И Чадьяров вдруг понял, что не помочь этой девушке, ее друзьям он просто не может, и с удовольствием побежал рядом с ней, ни о чем не спрашивая, ровно дыша. Все вместе: и девушка, и Москва, и лето — все казалось ему удивительным сном, когда не хочется просыпаться...

Они выскочили на перекресток, догнали троих парней, которые бежали, сгибаясь под тяжестью огромного дивана, на который сверху были навалены стопки книг, стол, стулья, кастрюли и еще какие-то предметы. Они бежали, задыхаясь; четвертый, прихрамывая, ковылял сзади.

— Вот они! — закричала девушка. — Скорее!

И Чадьяров прибавил шагу, а догнав, с ходу подхватил свободный угол дивана, и теперь все прибавили скорость.

— Тут недалеко... Спасибо, товарищ, — повернул к Чадьярову потное лицо один из парней.

— Нам общежитие полагается, — пыталась объяснить Чадьярову девушка. — Нам полагается и металлистам. Но нам раньше, у нас многодетные есть, и еще двое женятся сегодня, жить им негде будет, а комендант, бюрократка, уклонилась...

— У Кардаильского двое детей, жена беременная, — сказал один из бегущих впереди.

— А комендант говорит: решайте сами, кто первый займет, те пусть и живут, мне наплевать, говорит! — продолжала девушка. — Тут уже близко!..

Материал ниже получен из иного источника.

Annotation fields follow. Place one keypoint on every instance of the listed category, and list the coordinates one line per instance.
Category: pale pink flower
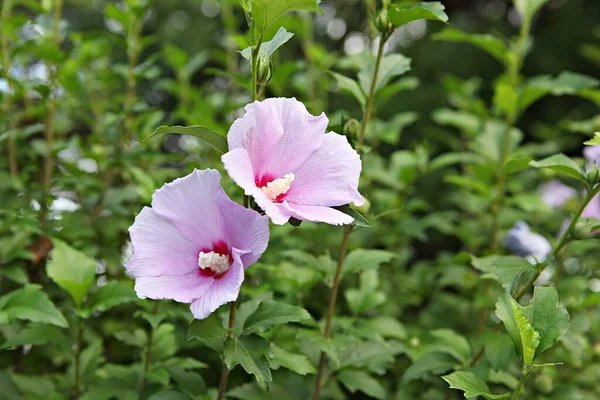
(281, 156)
(193, 244)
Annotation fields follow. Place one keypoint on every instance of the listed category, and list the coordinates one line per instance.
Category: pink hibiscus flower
(193, 244)
(281, 156)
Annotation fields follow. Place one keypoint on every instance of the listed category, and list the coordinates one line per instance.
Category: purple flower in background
(522, 242)
(556, 194)
(281, 156)
(193, 244)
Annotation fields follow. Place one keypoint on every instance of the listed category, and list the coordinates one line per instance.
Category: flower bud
(592, 176)
(263, 70)
(352, 129)
(382, 21)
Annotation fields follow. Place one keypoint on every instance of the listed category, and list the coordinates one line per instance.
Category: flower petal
(181, 288)
(190, 204)
(244, 229)
(159, 248)
(329, 177)
(223, 290)
(238, 166)
(302, 135)
(317, 214)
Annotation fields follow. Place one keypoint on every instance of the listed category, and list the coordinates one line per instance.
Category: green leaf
(524, 337)
(111, 295)
(207, 328)
(365, 260)
(251, 353)
(400, 15)
(452, 343)
(434, 363)
(498, 350)
(471, 385)
(355, 380)
(209, 136)
(517, 164)
(297, 363)
(36, 335)
(351, 86)
(561, 164)
(392, 65)
(72, 270)
(547, 317)
(528, 8)
(271, 313)
(595, 141)
(267, 49)
(508, 268)
(489, 43)
(31, 304)
(265, 12)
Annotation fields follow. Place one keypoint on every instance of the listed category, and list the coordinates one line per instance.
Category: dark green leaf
(209, 136)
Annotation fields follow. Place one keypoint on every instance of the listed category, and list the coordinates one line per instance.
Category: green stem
(559, 246)
(369, 106)
(225, 372)
(519, 388)
(330, 312)
(49, 131)
(76, 360)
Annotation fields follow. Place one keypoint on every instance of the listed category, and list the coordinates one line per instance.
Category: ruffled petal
(317, 214)
(159, 248)
(223, 290)
(181, 288)
(329, 177)
(244, 229)
(190, 204)
(238, 166)
(302, 135)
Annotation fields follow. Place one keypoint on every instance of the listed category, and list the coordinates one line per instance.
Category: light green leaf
(31, 304)
(473, 386)
(547, 316)
(561, 164)
(267, 49)
(498, 350)
(355, 380)
(209, 136)
(400, 15)
(297, 363)
(392, 65)
(72, 270)
(271, 313)
(507, 268)
(265, 12)
(111, 295)
(524, 337)
(452, 343)
(434, 363)
(207, 328)
(351, 86)
(365, 259)
(489, 43)
(528, 8)
(251, 353)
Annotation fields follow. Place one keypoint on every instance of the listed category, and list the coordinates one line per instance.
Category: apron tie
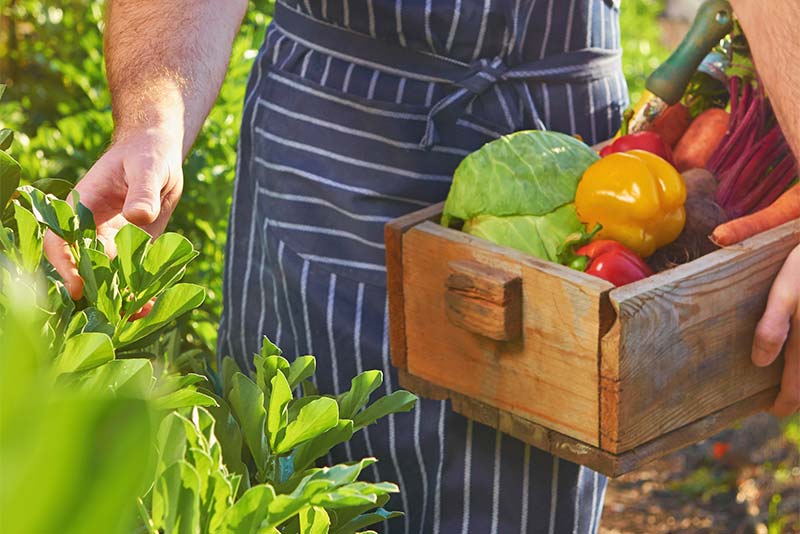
(468, 81)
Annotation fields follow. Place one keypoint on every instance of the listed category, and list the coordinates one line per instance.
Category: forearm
(166, 60)
(771, 30)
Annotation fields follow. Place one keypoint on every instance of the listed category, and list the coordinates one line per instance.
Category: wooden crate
(606, 377)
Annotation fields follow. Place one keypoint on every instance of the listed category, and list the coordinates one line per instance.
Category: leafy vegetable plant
(104, 439)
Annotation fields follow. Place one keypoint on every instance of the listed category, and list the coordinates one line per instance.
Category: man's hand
(138, 180)
(779, 328)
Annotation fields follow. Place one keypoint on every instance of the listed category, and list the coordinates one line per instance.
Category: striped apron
(357, 112)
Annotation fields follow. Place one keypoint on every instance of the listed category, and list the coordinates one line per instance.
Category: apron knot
(482, 75)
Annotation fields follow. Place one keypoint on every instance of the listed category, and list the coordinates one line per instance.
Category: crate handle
(484, 300)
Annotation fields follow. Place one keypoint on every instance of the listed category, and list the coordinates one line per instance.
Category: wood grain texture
(573, 450)
(680, 348)
(393, 237)
(549, 376)
(484, 300)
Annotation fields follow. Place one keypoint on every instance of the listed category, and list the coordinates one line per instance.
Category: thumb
(143, 200)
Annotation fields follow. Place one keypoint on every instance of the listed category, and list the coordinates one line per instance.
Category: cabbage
(517, 191)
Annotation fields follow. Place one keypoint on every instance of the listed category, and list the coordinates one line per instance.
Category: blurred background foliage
(57, 99)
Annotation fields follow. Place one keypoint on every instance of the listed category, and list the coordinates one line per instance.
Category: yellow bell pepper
(637, 197)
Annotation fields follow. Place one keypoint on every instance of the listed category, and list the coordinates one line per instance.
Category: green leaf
(29, 239)
(164, 262)
(132, 243)
(314, 520)
(524, 173)
(249, 513)
(277, 417)
(361, 387)
(183, 398)
(314, 419)
(173, 303)
(54, 186)
(247, 404)
(176, 499)
(6, 138)
(130, 378)
(300, 369)
(306, 453)
(399, 401)
(10, 172)
(540, 236)
(83, 352)
(268, 348)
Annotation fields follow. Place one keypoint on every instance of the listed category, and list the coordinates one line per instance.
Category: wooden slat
(393, 237)
(680, 349)
(550, 376)
(573, 450)
(484, 300)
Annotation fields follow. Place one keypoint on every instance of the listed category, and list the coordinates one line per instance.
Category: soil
(742, 481)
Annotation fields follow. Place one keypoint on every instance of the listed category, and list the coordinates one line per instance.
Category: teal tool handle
(714, 21)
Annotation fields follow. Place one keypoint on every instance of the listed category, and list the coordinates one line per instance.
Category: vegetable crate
(610, 378)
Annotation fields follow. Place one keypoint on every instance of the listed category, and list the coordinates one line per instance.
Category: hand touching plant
(779, 328)
(138, 180)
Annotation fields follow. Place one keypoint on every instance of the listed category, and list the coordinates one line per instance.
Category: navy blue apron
(357, 112)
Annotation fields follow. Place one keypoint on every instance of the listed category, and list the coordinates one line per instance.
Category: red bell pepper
(614, 262)
(648, 141)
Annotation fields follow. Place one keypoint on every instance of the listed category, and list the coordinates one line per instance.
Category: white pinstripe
(304, 67)
(389, 389)
(548, 25)
(568, 32)
(281, 246)
(573, 129)
(437, 503)
(326, 231)
(371, 15)
(344, 263)
(453, 25)
(428, 34)
(352, 161)
(467, 477)
(325, 72)
(398, 13)
(319, 179)
(232, 230)
(476, 53)
(498, 440)
(345, 102)
(348, 73)
(553, 497)
(263, 308)
(372, 83)
(322, 202)
(277, 49)
(360, 364)
(248, 268)
(421, 463)
(526, 482)
(577, 514)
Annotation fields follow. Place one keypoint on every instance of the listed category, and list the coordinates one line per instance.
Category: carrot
(783, 210)
(672, 123)
(701, 139)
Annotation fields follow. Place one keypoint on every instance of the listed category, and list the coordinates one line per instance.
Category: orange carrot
(783, 210)
(701, 139)
(672, 123)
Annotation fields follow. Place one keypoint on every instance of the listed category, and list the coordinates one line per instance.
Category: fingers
(143, 201)
(773, 328)
(788, 400)
(57, 252)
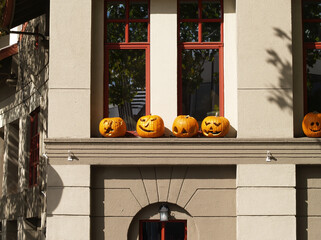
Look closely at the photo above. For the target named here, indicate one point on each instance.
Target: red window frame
(34, 148)
(126, 45)
(200, 44)
(162, 227)
(307, 46)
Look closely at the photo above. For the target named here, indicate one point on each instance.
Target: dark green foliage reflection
(115, 32)
(200, 82)
(211, 10)
(314, 80)
(211, 32)
(138, 10)
(188, 9)
(116, 10)
(127, 85)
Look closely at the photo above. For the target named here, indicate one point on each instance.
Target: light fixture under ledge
(163, 213)
(70, 158)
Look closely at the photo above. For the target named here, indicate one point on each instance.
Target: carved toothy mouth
(214, 133)
(315, 130)
(145, 130)
(109, 130)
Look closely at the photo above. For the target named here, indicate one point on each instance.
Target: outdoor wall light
(163, 213)
(268, 156)
(70, 158)
(45, 156)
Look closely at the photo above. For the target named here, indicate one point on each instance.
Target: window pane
(127, 85)
(138, 9)
(175, 230)
(138, 32)
(211, 9)
(189, 32)
(116, 10)
(115, 32)
(200, 82)
(188, 9)
(312, 32)
(151, 231)
(211, 32)
(311, 10)
(314, 80)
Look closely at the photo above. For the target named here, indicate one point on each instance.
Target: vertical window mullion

То, что сегодняшний день — первый день на родной земле — будет непохожим на все остальные, Чадьяров предчувствовал. Он так давно мечтал об этом дне, правда, он не знал, как пройдет этот день, но был уверен, что это будет день счастья. А какие формы оно примет?! Это даже неинтересно знать заранее. Все равно замечательно, все замечательно — и то, что надо бежать, и утро, и кастрюли, и этот неизвестный Кардаильский с двумя детьми! Думая так, Чадьяров молча бежал, держа на плече свой угол дивана.

— Он по-русски-то понимает? — кивнул в сторону Чадьярова один из парней.

Чадьяров не ответил.

— Валя! — позвал ковылявший сзади парень. — Действительно, может, он по-русски не понимает!

— Да что вы привязались! — обиделась девушка. — Бежит, значит, понял.

Впереди показался трехэтажный особняк, прямо к нему из другого переулка выбежало несколько человек со шкафом — это были металлисты. Они опережали конкурентов метров на пятьдесят.